Debate over life in Mars rock rekindles
By Ron Cowen
Two recent studies have enlivened the argument that an ancient meteorite contains fossils of bacteria from Mars. But several scientists say the reports fall short of proving that the Mars rock, ALH84001, harbors biological remains.
The rock became famous in 1996 when researchers reported several lines of evidence indicating that it harbors relics of life. Most dramatic were tiny worm-shaped features that the team suggested could be fossils of bacteria (SN: 8/1/96, p. 84). Other lifelike features within the meteorite include carbonate globules and mineral grains of magnetite within those globules. Although magnetite can form inorganically in geologic settings, some bacteria on Earth make magnetite crystals that serve as tiny compass needles to navigate through water and sediment.
Now, the same researchers and their new collaborators have homed in on magnetite structure. Studying single crystals from the Mars rock with an electron microscope, the team finds that about 25 percent have a shape identical to that produced by the terrestrial aquatic bacterium called MV-1. Beyond having the intriguing shape, known as a truncated hexa-octahedral, the Martian magnetites are as chemically pure as those made by MV-1, the team notes.
“We have seen a population of magnetites in the ALH84001 carbonate globules that are indistinguishable from magnetites that are formed by bacteria on Earth,” says study coauthor Kathie L. Thomas-Keprta of Lockheed Martin in Houston. No crystals of this shape and purity have ever been detected in the absence of life, she adds.
Extensive testing has convinced the team that terrestrial bacteria or magnetite hadn’t penetrated the Mars rock since its fall to Earth some 13,000 years ago. They describe their work in the Feb. 27 Proceedings of the National Academy of Sciences (PNAS).
“Nobody disagrees with the conclusion that what they see is consistent with bacterial magnetite,” says microscopist John P. Bradley of MVA Inc. in Norcross, Georgia, who has studied magnetite in meteorites. Still, he adds, the crystals could have formed by some unknown inorganic process.
In a second article in the Feb. 27 PNAS, E. Imre Friedmann of Florida State University in Tallahassee and his collaborators report that magnetite chains in the Mars rock closely resemble the string-of-pearl chains made by many bacteria on Earth.

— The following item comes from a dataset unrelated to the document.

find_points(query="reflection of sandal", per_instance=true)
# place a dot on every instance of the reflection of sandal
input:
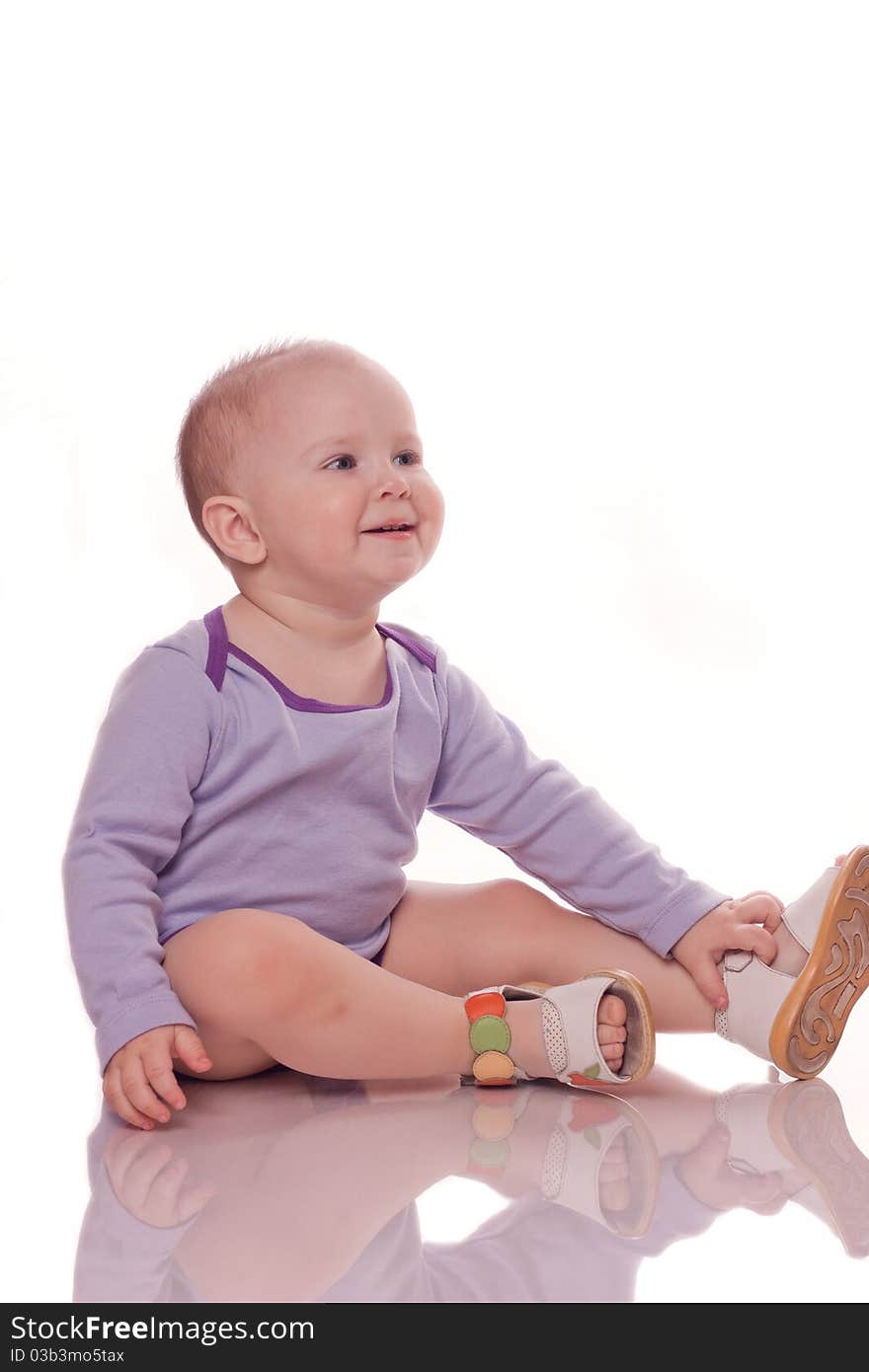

Bradley contends that the chains could have formed in ALH84001 by a blast of heat, perhaps when the rock was chipped off Mars. Friedmann counters that if chains did form in this way, they wouldn’t have the uniformity of those in bacteria.
In the March/April American Mineralogist, Houston scientists describe an experiment in which they heat artificially produced carbonate globules, which then decompose into magnetite grains. They claim that the grains resemble those found in ALH84001, but Thomas-Keprta disagrees.
“We’ll let the scientific community hash it out,” Thomas-Keprta says.